On ne juge pas un musulman apostat pour la conséquence de ses paroles ou de ses actes.


La conséquence d’une parole ou d’un acte, en arabe « Lâzim Al Qawl » ou « Lâzim Al Fi‘l » (لازم القول) (لازم الفعل) désigne l’effet entrainé fatalement par une parole ou un acte donné.

 

Cheykh Al Islâm Ibn Taymiya fut interrogé :

وأما قول السائل‏:‏ هل لازم المذهب مذهب أم ليس بمذهب ‏؟‏ فالصواب‏:‏ أن مذهب الإنسان ليس بمذهب له إذا لم يلتزمه، فإنه إذا كان قد أنكره ونفاه كانت إضافته إليه كذبا عليه بل ذلك يدل على فساد قوله وتناقضه ... ولو كان لازم المذهب مذهبا للزم تكفير كل من قال عن الاستواء أو غيره من الصفات أنه مجاز ليس بحقيقة، فإن لازم هذا القول يقتضي أن لا يكون شيء من أسمائه أو صفاته حقيقة

« Quant à la question : Est-ce que la conséquence d’une doctrine fait partie de cette doctrine ou non ; ce qui est juste c’est de dire que la conséquence de la doctrine d’un individu ne fait pas partie de sa doctrine tant qu’il ne l’adopte pas. En effet, s’il conteste et condamne cette conséquence, alors il serait un mensonge à son encontre que de la lui attribuer, mais cela prouvera par contre la fausseté de sa doctrine et sa contradiction… Et si la conséquence d’une doctrine faisait partie de cette doctrine, il faudrait alors bannir de l’Islam toute personne affirmant que l’établissement d’Allah sur le Trône, et autres attributs, sont des métaphores et non des réalités ; car la conséquence de cette doctrine implique qu’aucun nom ni attribut d’Allah n’est réel. »[1][Majmoû‘ Al Fatâwâ 20/217]

 

Ibn Hazm dit :

وأما من كفر الناس بما تؤول إليه أقوالهم فخطأ لأنه كذب على الخصم وتقويل له ما لم يقل به وإن لزمه فلم يحصل على غير التناقض فقط والتناقض ليس كفراً بل قد أحسن إذا فر من الكفر

« Quant à celui qui traite les gens de mécréant sur base de ce qu'entraînent leurs paroles, c’est une erreur, car c’est un mensonge à l’encontre de l’opposant, et c’est lui faire dire ce qu’il n’a pas dit. Et même si cela lui implique, il n’en résultera qu’une contradiction uniquement, et la contradiction n’est pas une mécréance. Et même, lorsqu’il fuit de la mécréance [en contestant la conséquence de sa parole], il aura très bien fait. » [Al Fiçal 3/129]

 

Exemple : Les Mou‘tazila affirment les noms mais nient les attributs. Ça veut dire qu’ils disent qu’Allah sait sans science ; qu’Il entend sans audition, qu’Il voit sans vue, qu’Il parle sans parole etc. ; ils disent ça sur base de leur raisonnement qui est que : Allah n’est pas une science et Allah n’est pas une parole, or si ces attributs ne sont pas Allah c’est qu’ils sont autre qu’Allah, et si ont dit que d’autres qu’Allah ont existé avec Allah depuis toujours alors c’est du polythéisme car on donne à Allah des associés dans l’éternité.

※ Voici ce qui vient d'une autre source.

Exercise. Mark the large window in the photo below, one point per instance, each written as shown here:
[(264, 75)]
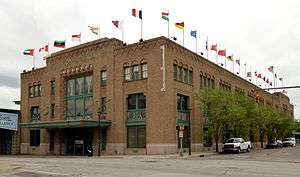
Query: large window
[(35, 113), (182, 103), (79, 97), (136, 136), (136, 101), (144, 71), (127, 73), (136, 72), (35, 91), (103, 77), (35, 137), (52, 85)]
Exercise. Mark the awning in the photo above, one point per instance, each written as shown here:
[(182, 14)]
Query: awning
[(66, 124)]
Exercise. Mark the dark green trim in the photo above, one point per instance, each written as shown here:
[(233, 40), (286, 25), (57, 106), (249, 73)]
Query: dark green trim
[(66, 124), (182, 122)]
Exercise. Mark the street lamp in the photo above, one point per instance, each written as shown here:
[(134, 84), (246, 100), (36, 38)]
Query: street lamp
[(189, 131)]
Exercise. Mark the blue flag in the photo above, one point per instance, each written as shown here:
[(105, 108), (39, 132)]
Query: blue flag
[(194, 34)]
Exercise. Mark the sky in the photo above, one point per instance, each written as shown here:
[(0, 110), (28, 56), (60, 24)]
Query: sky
[(259, 33)]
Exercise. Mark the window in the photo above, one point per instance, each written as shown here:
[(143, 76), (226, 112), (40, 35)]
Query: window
[(182, 103), (144, 71), (79, 97), (136, 136), (127, 73), (103, 77), (190, 77), (104, 105), (186, 73), (52, 85), (31, 91), (180, 73), (88, 86), (136, 101), (35, 137), (35, 113), (136, 72), (52, 110), (175, 72)]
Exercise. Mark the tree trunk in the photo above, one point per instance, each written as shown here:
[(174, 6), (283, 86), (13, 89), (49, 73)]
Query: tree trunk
[(217, 144)]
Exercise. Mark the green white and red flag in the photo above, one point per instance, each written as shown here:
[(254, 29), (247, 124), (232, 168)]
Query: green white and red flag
[(29, 52)]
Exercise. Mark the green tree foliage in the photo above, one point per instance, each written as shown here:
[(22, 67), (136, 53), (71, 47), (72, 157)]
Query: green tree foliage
[(236, 115)]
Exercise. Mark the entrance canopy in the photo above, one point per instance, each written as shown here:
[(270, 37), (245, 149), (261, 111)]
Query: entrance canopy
[(66, 124)]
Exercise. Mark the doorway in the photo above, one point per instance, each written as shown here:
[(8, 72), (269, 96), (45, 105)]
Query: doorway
[(78, 141)]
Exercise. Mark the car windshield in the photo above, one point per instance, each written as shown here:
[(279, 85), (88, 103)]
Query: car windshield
[(233, 140)]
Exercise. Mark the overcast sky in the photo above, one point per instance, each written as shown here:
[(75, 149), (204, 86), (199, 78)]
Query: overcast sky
[(259, 32)]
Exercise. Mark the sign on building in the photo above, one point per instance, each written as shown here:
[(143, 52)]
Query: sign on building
[(8, 121)]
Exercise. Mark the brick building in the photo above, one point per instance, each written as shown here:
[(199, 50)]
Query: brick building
[(9, 135), (122, 99)]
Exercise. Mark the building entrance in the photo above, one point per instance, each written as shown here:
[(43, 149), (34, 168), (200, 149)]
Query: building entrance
[(5, 141), (78, 141)]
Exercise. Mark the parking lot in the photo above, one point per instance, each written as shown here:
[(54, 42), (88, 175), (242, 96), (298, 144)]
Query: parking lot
[(268, 162)]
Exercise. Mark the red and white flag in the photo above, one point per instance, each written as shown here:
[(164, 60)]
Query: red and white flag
[(44, 49), (214, 47), (222, 53), (271, 69), (76, 37), (117, 24)]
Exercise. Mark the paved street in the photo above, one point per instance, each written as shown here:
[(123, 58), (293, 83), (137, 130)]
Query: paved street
[(276, 162)]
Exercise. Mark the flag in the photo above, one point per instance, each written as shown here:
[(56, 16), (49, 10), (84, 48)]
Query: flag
[(45, 48), (133, 12), (230, 57), (60, 44), (28, 52), (271, 69), (94, 29), (249, 74), (259, 75), (117, 23), (214, 47), (180, 25), (194, 33), (140, 14), (222, 53), (76, 37), (165, 15)]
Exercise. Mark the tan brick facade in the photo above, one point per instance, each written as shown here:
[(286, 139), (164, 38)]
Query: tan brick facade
[(160, 113)]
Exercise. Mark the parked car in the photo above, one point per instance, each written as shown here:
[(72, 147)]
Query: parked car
[(274, 144), (237, 145), (289, 142)]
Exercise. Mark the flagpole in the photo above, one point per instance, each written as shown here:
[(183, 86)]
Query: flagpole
[(33, 60), (169, 27), (141, 23), (196, 44), (206, 47), (183, 37), (122, 30)]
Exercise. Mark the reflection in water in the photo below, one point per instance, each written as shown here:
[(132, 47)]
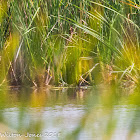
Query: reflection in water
[(70, 114)]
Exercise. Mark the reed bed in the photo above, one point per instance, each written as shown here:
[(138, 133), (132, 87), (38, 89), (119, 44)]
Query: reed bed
[(69, 42)]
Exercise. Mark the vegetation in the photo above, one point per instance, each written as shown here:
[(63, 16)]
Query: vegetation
[(69, 42)]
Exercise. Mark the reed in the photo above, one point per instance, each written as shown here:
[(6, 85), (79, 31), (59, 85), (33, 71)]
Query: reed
[(70, 42)]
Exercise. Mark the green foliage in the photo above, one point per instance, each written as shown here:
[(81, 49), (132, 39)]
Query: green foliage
[(61, 41)]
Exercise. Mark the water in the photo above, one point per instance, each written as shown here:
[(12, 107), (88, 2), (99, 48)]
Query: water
[(68, 114)]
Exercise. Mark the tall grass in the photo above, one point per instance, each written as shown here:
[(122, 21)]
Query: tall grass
[(71, 42)]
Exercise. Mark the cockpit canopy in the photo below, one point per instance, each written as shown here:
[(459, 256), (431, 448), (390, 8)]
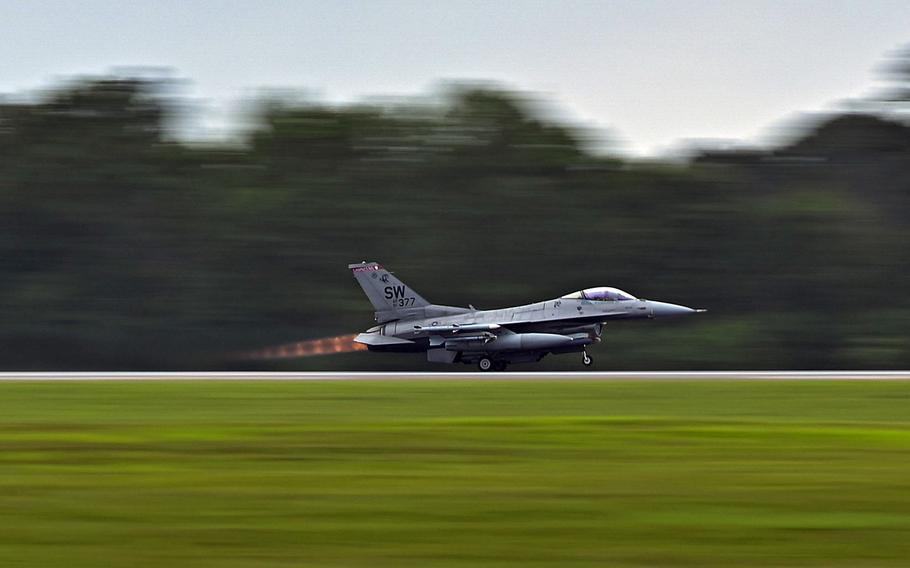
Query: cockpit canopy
[(601, 294)]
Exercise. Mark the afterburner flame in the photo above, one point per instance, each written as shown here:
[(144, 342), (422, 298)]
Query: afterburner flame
[(309, 348)]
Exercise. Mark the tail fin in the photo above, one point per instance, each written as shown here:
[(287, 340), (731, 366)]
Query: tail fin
[(392, 298)]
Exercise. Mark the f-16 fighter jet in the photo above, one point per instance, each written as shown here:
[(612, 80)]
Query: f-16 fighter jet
[(492, 339)]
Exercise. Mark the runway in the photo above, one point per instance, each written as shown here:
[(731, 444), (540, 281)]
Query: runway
[(425, 376)]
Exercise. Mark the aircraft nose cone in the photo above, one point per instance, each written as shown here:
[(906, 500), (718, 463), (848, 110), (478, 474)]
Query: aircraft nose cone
[(663, 309)]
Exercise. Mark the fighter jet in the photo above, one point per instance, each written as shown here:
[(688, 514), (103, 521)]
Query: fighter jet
[(493, 339)]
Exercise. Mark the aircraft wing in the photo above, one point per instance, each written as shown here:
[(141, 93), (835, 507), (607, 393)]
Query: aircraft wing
[(457, 328)]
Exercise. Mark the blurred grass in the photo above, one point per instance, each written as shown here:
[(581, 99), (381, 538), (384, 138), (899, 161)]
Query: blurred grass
[(411, 473)]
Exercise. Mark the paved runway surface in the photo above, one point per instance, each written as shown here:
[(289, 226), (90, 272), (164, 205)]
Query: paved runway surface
[(519, 375)]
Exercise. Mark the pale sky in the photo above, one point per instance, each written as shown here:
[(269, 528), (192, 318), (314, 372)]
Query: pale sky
[(651, 73)]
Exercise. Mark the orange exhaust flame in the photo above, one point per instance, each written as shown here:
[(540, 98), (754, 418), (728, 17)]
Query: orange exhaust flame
[(323, 346)]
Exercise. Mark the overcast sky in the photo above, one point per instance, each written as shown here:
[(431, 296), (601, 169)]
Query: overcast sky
[(651, 72)]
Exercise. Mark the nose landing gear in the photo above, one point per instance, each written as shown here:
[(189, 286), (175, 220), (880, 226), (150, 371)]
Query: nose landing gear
[(487, 364), (586, 359)]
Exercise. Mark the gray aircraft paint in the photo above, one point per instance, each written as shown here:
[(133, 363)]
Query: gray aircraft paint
[(492, 338)]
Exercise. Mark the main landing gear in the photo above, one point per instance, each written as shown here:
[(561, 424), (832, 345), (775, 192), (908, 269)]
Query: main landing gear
[(586, 359), (486, 364)]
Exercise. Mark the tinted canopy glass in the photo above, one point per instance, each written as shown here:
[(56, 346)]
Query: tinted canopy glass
[(605, 294)]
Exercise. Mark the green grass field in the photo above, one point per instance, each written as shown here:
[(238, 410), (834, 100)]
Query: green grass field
[(473, 473)]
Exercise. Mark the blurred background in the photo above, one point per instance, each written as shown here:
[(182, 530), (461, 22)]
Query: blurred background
[(137, 232)]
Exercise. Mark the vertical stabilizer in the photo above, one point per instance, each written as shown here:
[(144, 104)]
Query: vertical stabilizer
[(392, 298)]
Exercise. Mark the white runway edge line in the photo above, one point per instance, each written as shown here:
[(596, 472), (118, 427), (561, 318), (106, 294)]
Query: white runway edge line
[(419, 375)]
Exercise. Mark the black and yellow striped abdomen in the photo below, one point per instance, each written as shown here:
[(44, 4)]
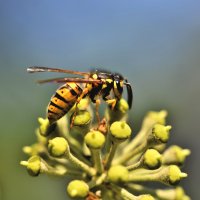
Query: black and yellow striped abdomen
[(63, 100)]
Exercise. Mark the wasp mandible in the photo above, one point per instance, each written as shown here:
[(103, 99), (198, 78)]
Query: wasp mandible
[(95, 84)]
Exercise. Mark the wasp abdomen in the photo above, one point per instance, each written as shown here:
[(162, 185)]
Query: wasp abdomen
[(63, 100)]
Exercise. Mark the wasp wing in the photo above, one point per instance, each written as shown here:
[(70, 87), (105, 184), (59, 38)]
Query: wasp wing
[(34, 69), (65, 80)]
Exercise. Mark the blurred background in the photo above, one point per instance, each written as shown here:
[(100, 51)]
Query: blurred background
[(155, 44)]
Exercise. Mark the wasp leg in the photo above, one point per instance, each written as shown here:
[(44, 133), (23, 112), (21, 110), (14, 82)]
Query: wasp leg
[(84, 92), (98, 102), (111, 102)]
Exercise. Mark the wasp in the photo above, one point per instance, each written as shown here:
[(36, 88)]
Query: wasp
[(95, 84)]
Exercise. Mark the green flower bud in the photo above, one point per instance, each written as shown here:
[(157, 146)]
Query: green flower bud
[(95, 139), (158, 117), (83, 104), (118, 173), (175, 155), (122, 106), (120, 130), (146, 197), (33, 165), (161, 133), (180, 194), (82, 118), (172, 175), (152, 158), (78, 188), (57, 146)]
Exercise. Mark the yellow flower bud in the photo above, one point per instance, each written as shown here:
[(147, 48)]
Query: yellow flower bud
[(78, 188), (118, 173), (94, 139), (120, 130), (57, 146)]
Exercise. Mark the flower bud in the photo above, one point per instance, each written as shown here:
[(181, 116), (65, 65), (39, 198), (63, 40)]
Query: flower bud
[(82, 118), (118, 173), (172, 175), (57, 146), (175, 155), (45, 128), (161, 133), (120, 130), (33, 165), (78, 188), (152, 159), (94, 139), (158, 117)]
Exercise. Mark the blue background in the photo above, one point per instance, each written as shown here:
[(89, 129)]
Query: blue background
[(155, 44)]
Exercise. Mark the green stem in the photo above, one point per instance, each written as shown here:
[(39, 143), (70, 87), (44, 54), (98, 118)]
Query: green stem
[(125, 157), (141, 177), (97, 160), (135, 165), (111, 154), (146, 128), (126, 195), (89, 170), (97, 181)]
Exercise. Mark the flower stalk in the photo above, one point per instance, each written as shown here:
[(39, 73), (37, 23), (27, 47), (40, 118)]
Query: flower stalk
[(104, 160)]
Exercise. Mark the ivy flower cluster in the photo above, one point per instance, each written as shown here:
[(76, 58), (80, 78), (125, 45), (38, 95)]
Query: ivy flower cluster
[(107, 160)]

Mais de l’autre coté, ils savent aussi qu’il ne leur est pas possible de nier qu’Allah sait toute chose et entend toute chose car ils savent que sans ces noms là Allah ne mériterait pas d’être adoré… Alors, ils ont voulu lier entre les deux en disant qu’Allah sait ; mais sans science, Allah entend ; mais sans audition, Allah voit, mais sans vue etc. Qu’Allah nous préserve de l’égarement.


Mais nous, nous savons que lorsqu’on dit qu’une chose n’a pas de vue ni d’audition cela entraîne qu’elle ne voit pas ni n’entend ; et qu’il est impossible que quelqu’un entende sans audition ni ne voit sans vue. Mais nous ne pouvons faire le Takfîr des Mou3tazila tant que ceux-ci admettent qu’Allah entend et voit et sait et est capable de toute, parle etc.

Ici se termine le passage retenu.